Leek Bharada Bhaji
Why is it that when we come across an ingredient that is very exotic, we want to use it to create a familiar dish at first.
Just like how babies put anything they are curious about into their mouths in an attempt to explore, discover and learn.
I suppose it is our way of starting from the “known to the unknown” – and now I am harking back to lesson no. 1 from my BEd class.
It can also be a clever camouflage to slip in a zany ingredient past xenophobes.
Very rarely have I bought something I have never tasted before, to make a dish that I have never made before… like with the celeriac that is incarcerating in the pantry, because I don’t want to make a mash or soup as recommended by a neighbour who grows them and haven’t figured out what sort of a bhaji or rassa I should make out of it.
The Chinese choy-sum and the bok-choy I discovered in the Chinese Market many years ago got made into Punjabi saag and a Marathi peeth perleli bhaji and moong dal bhaji.
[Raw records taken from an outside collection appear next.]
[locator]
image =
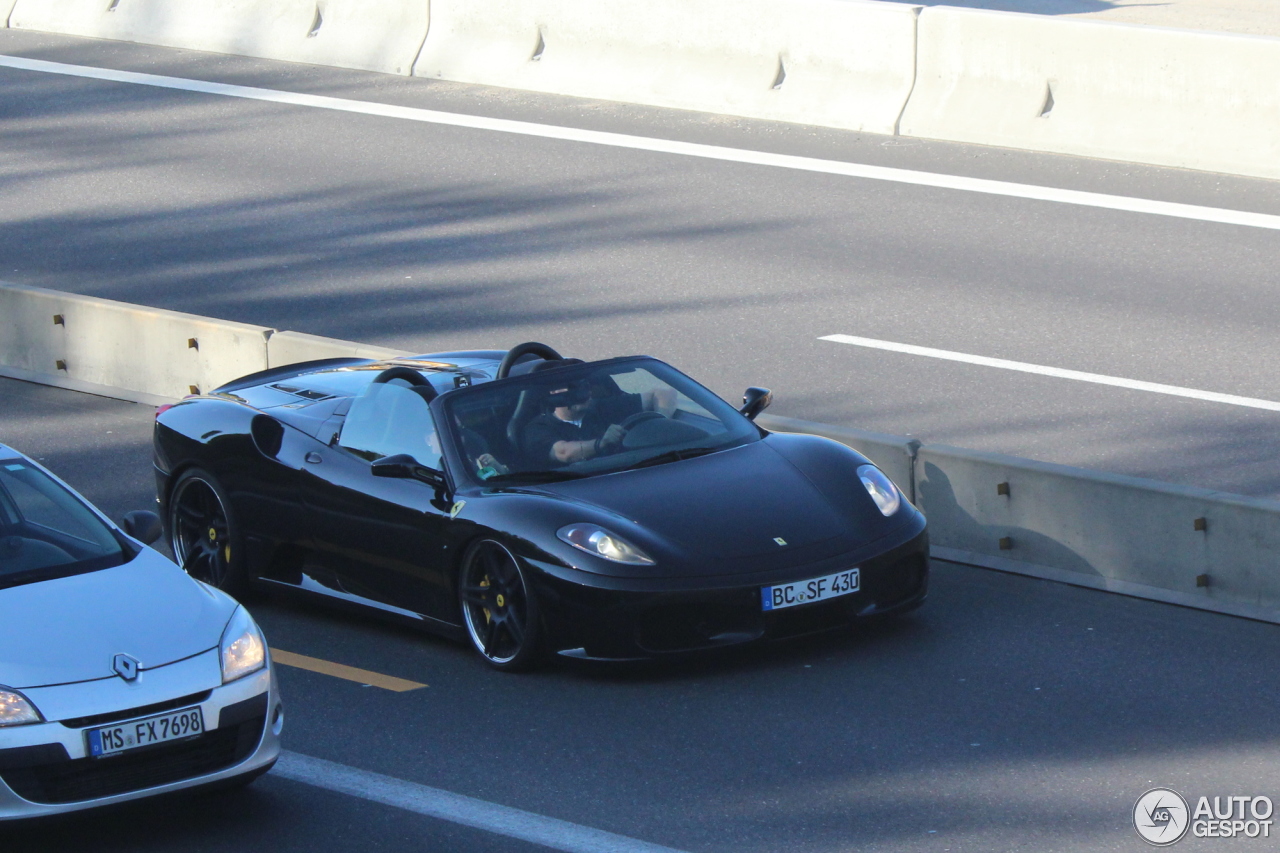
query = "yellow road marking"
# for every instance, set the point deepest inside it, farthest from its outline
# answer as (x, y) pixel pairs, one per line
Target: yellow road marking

To this day I haven’t used them in any oriental dish. The very European Swiss Chard I was ignorant of until in my fourth decade, has become completely Indianised into my Marathi mudda bhaji and has even gone into a patra roll, but never into a quiche.
The same is the case with the European/Mediterranean leek- before I even ventured out to make soups and quiches, I had made this leek bharda bhaij which was an instant hit, establishing the hitherto suspect “mutated spring onion” as the new family favourite.
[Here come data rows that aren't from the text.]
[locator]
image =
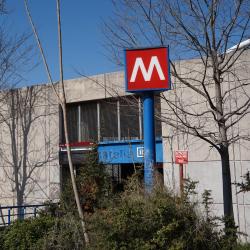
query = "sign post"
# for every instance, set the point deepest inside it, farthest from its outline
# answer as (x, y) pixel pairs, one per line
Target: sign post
(147, 71)
(181, 157)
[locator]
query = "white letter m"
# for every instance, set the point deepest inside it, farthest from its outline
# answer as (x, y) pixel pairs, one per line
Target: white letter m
(147, 74)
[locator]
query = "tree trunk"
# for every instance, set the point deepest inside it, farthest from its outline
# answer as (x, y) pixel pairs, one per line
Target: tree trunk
(20, 210)
(226, 179)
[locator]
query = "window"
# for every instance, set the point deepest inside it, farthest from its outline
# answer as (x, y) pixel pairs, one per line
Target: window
(88, 125)
(129, 118)
(108, 120)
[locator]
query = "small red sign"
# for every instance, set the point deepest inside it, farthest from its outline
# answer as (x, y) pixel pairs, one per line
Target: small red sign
(147, 69)
(181, 157)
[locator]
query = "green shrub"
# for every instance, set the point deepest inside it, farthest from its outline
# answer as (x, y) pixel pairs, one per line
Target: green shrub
(66, 233)
(25, 234)
(156, 221)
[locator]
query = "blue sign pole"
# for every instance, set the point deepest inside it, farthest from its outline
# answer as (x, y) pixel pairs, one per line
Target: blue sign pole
(149, 139)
So in leek season now, it’s leek bharada, leek bhaji (pakora) leek varan (dal) leek pithla, leek thalipeeth…
…Seriously, leek unplugged.
To make the chana bharada ( chana dal rava) at home, simply blitz ¾ cup of chana dal in a spice grinder for a few seconds, sift it in a ‘not so fine sieve’. Blitz the larger bits again and sieve again – repeat till you get uniformly grainy semolina like dal crumbs. This sounds complicated, but takes only a few minutes!
Leek Bharada Bhaji
2 cups sliced leeks- both green and white parts (you will have to be very careful in cleaning leeks, as the leafy whorls have a lot of grit hidden in between – that’s one of the first lessons in commercial cookery!)
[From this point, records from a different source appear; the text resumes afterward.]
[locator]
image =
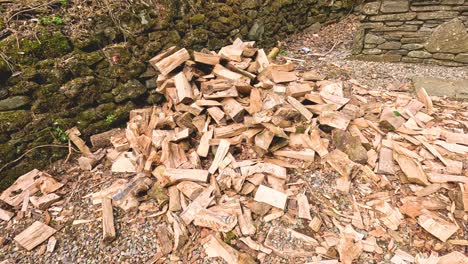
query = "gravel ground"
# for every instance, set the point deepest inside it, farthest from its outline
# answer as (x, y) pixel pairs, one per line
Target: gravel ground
(335, 64)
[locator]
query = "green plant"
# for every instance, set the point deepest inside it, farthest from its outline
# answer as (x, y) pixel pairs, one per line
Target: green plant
(110, 118)
(61, 134)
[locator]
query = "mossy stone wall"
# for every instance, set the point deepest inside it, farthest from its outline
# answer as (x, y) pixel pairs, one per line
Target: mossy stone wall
(55, 81)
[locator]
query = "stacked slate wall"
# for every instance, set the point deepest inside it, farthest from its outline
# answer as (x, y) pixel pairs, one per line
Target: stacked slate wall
(417, 31)
(54, 80)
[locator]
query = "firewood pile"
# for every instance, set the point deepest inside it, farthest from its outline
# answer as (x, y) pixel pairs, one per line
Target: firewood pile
(227, 149)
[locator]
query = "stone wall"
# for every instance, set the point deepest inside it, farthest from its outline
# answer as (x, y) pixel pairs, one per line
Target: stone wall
(55, 80)
(418, 31)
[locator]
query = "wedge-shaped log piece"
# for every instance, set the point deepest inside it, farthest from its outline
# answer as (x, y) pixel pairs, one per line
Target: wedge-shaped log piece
(334, 119)
(168, 64)
(201, 202)
(271, 196)
(184, 89)
(206, 58)
(267, 168)
(297, 244)
(437, 226)
(108, 228)
(34, 235)
(218, 220)
(43, 202)
(300, 107)
(412, 169)
(173, 176)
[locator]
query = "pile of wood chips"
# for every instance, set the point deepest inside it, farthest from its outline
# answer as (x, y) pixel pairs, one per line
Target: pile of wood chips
(223, 151)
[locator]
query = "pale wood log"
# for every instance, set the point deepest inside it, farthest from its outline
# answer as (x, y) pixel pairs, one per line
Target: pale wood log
(34, 235)
(108, 228)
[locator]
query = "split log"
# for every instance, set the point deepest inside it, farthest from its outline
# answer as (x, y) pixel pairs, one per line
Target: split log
(271, 196)
(108, 228)
(34, 235)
1 cup of ladu besan flour/chana bharada
2-3 tbsp oil
3/4 tsp mustard seeds
1tsp cumin seeds
½ tsp turmeric
1 tsp red chilli powder (or more)
A pinch of sugar/sweetener to taste (optional)
Salt to taste
In a heavy bottomed flat pan or kadhai, heat the oil and add the mustard seeds followed by the cumin seeds. When the seeds start spluttering add the sliced leeks and sauté for a minute or so. Add the turmeric, chilli powder and sauté for a few minutes.
Add the bharada bit by bit and mix it well into the sautéed leeks. Add salt and sugar/sweetener (optional) to taste. Reduce the heat and place a shallow container or deep dish half filled with water on top of the pan. This allows the bharada to cook without burning and without the need to add too much oil or any water.
Let it cook until the water in the shallow container starts to show some signs of heating. Remove the container carefully, taking care not to burn yourself!
Check the bharada bhaji- if it is letting out white steam, looks translucent and tastes cooked, it’s done!
Serve with hot soft rice and ghee, rasam and rice, dahi-butti or kadhi chawal. Goes well with rotis, phulkas and jowar rotis too!